Woojay Jeon

Woojay Jeon

In this work, we describe a novel method of training an embedding-matching word-level connectionist temporal classification (CTC) automatic speech recognizer (ASR) such that it directly produces word start times and durations, required by many real-world applications, in addition to the transcription. The word timestamps enable the ASR to output word segmentations and word confusion networks without relying on a secondary model or forced alignment process when testing. Our proposed system has similar word segmentation accuracy as a hybrid DNN-HMM (Deep Neural Network-Hidden Markov Model) system, with less than 3ms difference in mean absolute error in word start times on TIMIT data. At the same time, we observed less than 5% relative increase in the word error rate compared to the non-timestamped system when using the same audio training data and nearly identical model size. We also contribute more rigorous analysis of multiple-hypothesis embedding-matching ASR in general.

Woojay Jeon

This paper provides a theoretical framework for interpreting acoustic neighbor embeddings, which are representations of the phonetic content of variable-width audio or text in a fixed-dimensional embedding space. A probabilistic interpretation of the distances between embeddings is proposed, based on a general quantitative definition of phonetic similarity between words. This provides us a framework for understanding and applying the embeddings in a principled manner. Theoretical and empirical evidence to support an approximation of uniform cluster-wise isotropy are shown, which allows us to reduce the distances to simple Euclidean distances. Four experiments that validate the framework and demonstrate how it can be applied to diverse problems are described. Nearest-neighbor search between audio and text embeddings can give isolated word classification accuracy that is identical to that of finite state transducers (FSTs) for vocabularies as large as 500k. Embedding distances give accuracy with 0.5% point difference compared to phone edit distances in out-of-vocabulary word recovery, as well as producing clustering hierarchies identical to those derived from human listening experiments in English dialect clustering. The theoretical framework also allows us to use the embeddings to predict the expected confusion of device wake-up words. All source code and pretrained models are provided.

Woojay Jeon

This paper proposes a novel acoustic word embedding called Acoustic Neighbor Embeddings where speech or text of arbitrary length are mapped to a vector space of fixed, reduced dimensions by adapting stochastic neighbor embedding (SNE) to sequential inputs. The Euclidean distance between coordinates in the embedding space reflects the phonetic confusability between their corresponding sequences. Two encoder neural networks are trained: an acoustic encoder that accepts speech signals in the form of frame-wise subword posterior probabilities obtained from an acoustic model and a text encoder that accepts text in the form of subword transcriptions. Compared to a triplet loss criterion, the proposed method is shown to have more effective gradients for neural network training. Experimentally, it also gives more accurate results with low-dimensional embeddings when the two encoder networks are used in tandem in a word (name) recognition task, and when the text encoder network is used standalone in an approximate phonetic matching task. In particular, in an isolated name recognition task depending solely on Euclidean nearest-neighbor search between the proposed embedding vectors, the recognition accuracy is identical to that of conventional finite state transducer(FST)-based decoding using test data with up to 1 million names in the vocabulary and 40 dimensions in the embeddings.

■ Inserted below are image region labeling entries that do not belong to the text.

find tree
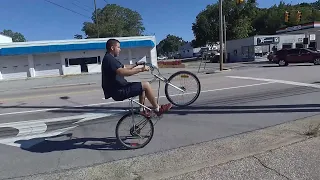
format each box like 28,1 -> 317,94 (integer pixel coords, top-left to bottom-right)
82,4 -> 145,38
157,34 -> 187,55
192,0 -> 257,46
0,29 -> 27,42
192,0 -> 320,45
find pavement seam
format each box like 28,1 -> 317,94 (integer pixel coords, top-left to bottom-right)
252,155 -> 291,180
148,137 -> 310,180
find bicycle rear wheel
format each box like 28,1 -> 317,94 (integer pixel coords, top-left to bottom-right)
116,111 -> 154,149
165,71 -> 201,107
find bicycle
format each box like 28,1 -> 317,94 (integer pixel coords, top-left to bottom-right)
115,62 -> 201,149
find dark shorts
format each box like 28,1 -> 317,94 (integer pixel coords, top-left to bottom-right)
112,82 -> 143,101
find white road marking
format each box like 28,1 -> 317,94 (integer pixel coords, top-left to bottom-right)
226,76 -> 320,89
0,82 -> 274,116
0,113 -> 116,148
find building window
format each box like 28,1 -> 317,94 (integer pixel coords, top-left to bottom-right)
65,56 -> 101,67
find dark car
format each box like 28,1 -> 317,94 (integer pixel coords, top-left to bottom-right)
273,48 -> 320,66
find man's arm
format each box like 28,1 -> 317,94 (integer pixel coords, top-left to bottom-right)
116,67 -> 144,76
124,64 -> 137,69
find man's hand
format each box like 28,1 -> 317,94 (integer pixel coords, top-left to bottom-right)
141,66 -> 150,72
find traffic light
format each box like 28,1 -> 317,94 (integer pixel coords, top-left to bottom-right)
297,11 -> 302,22
236,0 -> 244,5
284,11 -> 290,22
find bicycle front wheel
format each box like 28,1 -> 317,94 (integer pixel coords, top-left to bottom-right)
116,111 -> 154,149
165,71 -> 201,107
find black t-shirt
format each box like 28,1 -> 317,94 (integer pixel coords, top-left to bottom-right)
101,53 -> 128,95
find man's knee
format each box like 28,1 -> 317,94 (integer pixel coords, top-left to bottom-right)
141,82 -> 151,90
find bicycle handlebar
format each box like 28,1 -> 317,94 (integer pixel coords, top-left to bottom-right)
136,61 -> 161,75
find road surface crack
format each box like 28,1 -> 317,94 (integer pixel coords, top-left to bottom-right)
253,156 -> 291,180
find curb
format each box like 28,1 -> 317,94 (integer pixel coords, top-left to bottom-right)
30,83 -> 97,89
19,112 -> 320,180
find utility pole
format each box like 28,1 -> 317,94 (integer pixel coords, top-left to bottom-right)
93,0 -> 100,38
219,0 -> 223,71
223,15 -> 228,62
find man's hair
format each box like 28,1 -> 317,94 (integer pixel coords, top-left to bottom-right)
106,39 -> 120,51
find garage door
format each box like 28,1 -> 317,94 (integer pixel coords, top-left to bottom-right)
131,48 -> 150,63
0,56 -> 29,80
33,54 -> 62,77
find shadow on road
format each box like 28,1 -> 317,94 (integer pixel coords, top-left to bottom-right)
168,104 -> 320,115
15,133 -> 126,153
0,104 -> 320,115
261,64 -> 314,68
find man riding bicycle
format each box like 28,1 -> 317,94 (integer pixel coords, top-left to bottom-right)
101,39 -> 172,116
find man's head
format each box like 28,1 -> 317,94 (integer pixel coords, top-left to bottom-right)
106,39 -> 121,57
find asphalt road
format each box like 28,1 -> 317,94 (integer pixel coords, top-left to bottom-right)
0,65 -> 320,179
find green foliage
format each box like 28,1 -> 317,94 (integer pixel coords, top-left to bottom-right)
0,29 -> 27,42
192,0 -> 320,45
82,4 -> 145,38
157,34 -> 186,55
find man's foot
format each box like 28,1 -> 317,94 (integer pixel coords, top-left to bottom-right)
155,103 -> 172,116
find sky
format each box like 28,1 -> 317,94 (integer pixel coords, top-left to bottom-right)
0,0 -> 316,43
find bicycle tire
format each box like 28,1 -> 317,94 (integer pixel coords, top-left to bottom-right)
165,71 -> 201,107
115,111 -> 154,149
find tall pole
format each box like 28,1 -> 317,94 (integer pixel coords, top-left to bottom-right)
94,0 -> 100,38
223,15 -> 228,62
219,0 -> 223,71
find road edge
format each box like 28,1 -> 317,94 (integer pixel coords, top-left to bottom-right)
10,115 -> 320,180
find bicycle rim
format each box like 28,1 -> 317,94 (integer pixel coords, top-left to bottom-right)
165,71 -> 201,107
116,112 -> 154,149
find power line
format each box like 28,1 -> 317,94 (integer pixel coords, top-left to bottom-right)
74,0 -> 93,9
44,0 -> 91,19
72,2 -> 92,13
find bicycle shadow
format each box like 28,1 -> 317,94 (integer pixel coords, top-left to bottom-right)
15,133 -> 128,153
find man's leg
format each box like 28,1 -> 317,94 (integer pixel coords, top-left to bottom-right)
139,91 -> 146,111
115,82 -> 172,116
141,82 -> 160,110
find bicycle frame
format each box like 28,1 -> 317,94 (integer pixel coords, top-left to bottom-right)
128,63 -> 184,111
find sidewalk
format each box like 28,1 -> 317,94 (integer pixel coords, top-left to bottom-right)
16,115 -> 320,180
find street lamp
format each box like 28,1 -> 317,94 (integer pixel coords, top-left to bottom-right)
219,0 -> 223,71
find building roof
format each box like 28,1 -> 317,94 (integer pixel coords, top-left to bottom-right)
0,36 -> 155,56
276,22 -> 320,34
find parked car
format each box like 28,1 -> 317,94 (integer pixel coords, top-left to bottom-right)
272,48 -> 320,66
267,52 -> 274,62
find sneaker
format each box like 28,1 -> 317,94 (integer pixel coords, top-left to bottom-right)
155,103 -> 172,116
140,109 -> 151,118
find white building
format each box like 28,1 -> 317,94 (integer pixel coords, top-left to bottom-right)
0,36 -> 157,80
178,42 -> 218,58
0,34 -> 12,44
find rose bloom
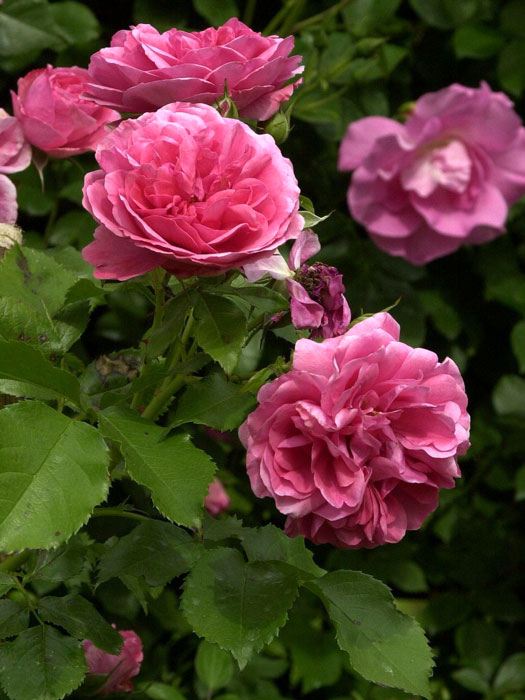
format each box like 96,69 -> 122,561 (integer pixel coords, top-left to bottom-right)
339,83 -> 525,265
89,18 -> 302,120
239,313 -> 470,547
82,625 -> 144,695
204,479 -> 230,515
84,102 -> 303,280
11,66 -> 120,158
0,109 -> 31,173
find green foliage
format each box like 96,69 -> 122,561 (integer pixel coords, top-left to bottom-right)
0,401 -> 109,552
308,571 -> 433,698
182,548 -> 297,668
100,407 -> 215,526
0,625 -> 87,700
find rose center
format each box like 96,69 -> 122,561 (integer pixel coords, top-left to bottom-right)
401,140 -> 472,197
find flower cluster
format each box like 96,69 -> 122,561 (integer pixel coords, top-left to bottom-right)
339,83 -> 525,265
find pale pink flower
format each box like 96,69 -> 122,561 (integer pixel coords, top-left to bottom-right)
204,479 -> 230,515
82,625 -> 144,695
12,66 -> 120,158
239,313 -> 470,547
0,109 -> 31,173
339,83 -> 525,265
83,102 -> 303,280
89,18 -> 303,120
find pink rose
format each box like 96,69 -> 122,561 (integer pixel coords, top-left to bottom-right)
12,66 -> 120,158
239,313 -> 470,547
82,625 -> 144,695
0,174 -> 18,224
89,18 -> 303,120
204,479 -> 230,515
0,109 -> 31,173
84,102 -> 303,280
339,83 -> 525,265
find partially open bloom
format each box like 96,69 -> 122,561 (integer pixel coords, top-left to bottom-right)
12,66 -> 120,158
239,313 -> 470,547
84,102 -> 303,280
0,109 -> 31,173
0,174 -> 18,224
82,630 -> 144,695
244,229 -> 351,338
339,83 -> 525,265
204,479 -> 230,515
89,18 -> 302,120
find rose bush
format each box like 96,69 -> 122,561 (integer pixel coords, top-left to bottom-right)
339,83 -> 525,265
239,314 -> 470,547
89,18 -> 302,120
12,65 -> 120,158
84,102 -> 303,280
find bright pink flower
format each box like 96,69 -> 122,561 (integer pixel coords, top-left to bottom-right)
82,625 -> 144,695
239,313 -> 470,547
0,174 -> 18,224
339,83 -> 525,265
12,66 -> 120,158
0,109 -> 31,173
204,479 -> 230,515
89,18 -> 302,120
84,102 -> 303,280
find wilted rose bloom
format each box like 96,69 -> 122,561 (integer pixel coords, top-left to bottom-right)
204,479 -> 230,515
244,229 -> 352,338
82,630 -> 144,695
239,313 -> 470,547
0,109 -> 31,173
84,102 -> 303,280
339,83 -> 525,265
12,66 -> 120,158
84,18 -> 302,120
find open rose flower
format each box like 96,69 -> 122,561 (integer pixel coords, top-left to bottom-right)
0,109 -> 31,173
244,229 -> 352,338
339,83 -> 525,265
12,66 -> 120,158
89,18 -> 302,120
204,479 -> 230,515
82,630 -> 144,695
239,313 -> 470,547
84,103 -> 303,280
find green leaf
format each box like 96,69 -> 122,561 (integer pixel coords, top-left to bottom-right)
194,293 -> 246,374
494,652 -> 525,696
410,0 -> 480,29
307,571 -> 433,698
99,520 -> 199,587
0,340 -> 80,406
452,24 -> 505,59
193,0 -> 239,25
241,525 -> 326,578
0,0 -> 57,58
195,640 -> 234,693
38,595 -> 122,654
182,548 -> 297,668
510,321 -> 525,374
492,374 -> 525,417
100,407 -> 215,527
500,0 -> 525,39
0,600 -> 29,639
49,0 -> 100,46
0,401 -> 109,551
173,373 -> 255,430
0,625 -> 87,700
498,39 -> 525,97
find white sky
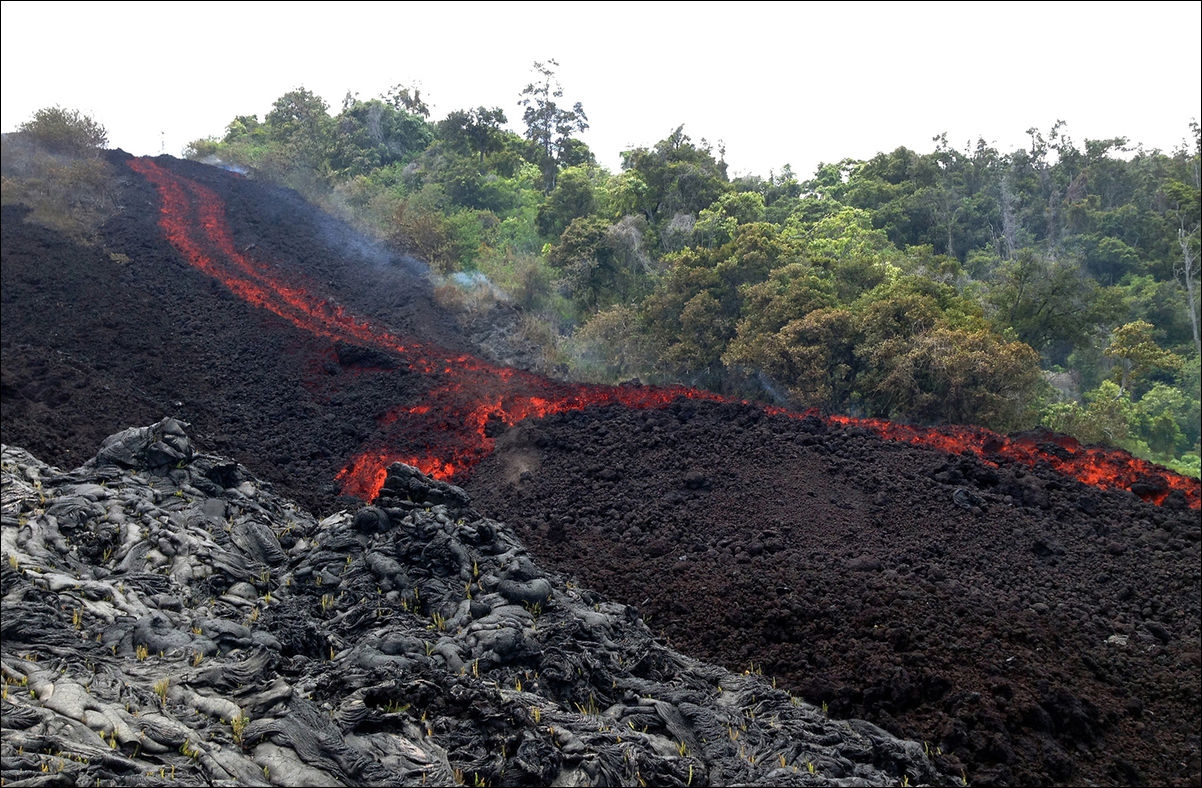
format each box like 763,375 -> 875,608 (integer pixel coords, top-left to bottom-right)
0,0 -> 1202,179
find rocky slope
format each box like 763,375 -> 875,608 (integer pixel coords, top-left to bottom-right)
0,419 -> 954,786
0,145 -> 1202,786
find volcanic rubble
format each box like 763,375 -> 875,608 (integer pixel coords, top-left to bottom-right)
0,418 -> 956,786
0,151 -> 1202,786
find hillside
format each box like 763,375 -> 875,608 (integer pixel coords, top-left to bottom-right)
0,151 -> 1202,784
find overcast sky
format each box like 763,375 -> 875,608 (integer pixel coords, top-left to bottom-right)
0,0 -> 1202,178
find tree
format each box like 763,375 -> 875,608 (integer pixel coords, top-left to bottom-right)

Woojay Jeon, Leo Liu, Henry Mason

We propose a method to reduce false voice triggers of a speech-enabled personal assistant by post-processing the hypothesis lattice of a server-side large-vocabulary continuous speech recognizer (LVCSR) via a neural network. We first discuss how an estimate of the posterior probability of the trigger phrase can be obtained from the hypothesis lattice using known techniques to perform detection, then investigate a statistical model that processes the lattice in a more explicitly data-driven, discriminative manner. We propose using a Bidirectional Lattice Recurrent Neural Network (LatticeRNN) for the task, and show that it can significantly improve detection accuracy over using the 1-best result or the posterior.

Woojay Jeon, Maxwell Jordan, Mahesh Krishnamoorthy

We present a new method for computing ASR word confidences that effectively mitigates the effect of ASR errors for diverse downstream applications, improves the word error rate of the 1-best result, and allows better comparison of scores across different models. We propose 1) a new method for modeling word confidence using a Heterogeneous Word Confusion Network (HWCN) that addresses some key flaws in conventional Word Confusion Networks, and 2) a new score calibration method for facilitating direct comparison of scores from different models. Using a bidirectional lattice recurrent neural network to compute the confidence scores of each word in the HWCN, we show that the word sequence with the best overall confidence is more accurate than the default 1-best result of the recognizer, and that the calibration method can substantially improve the reliability of recognizer combination.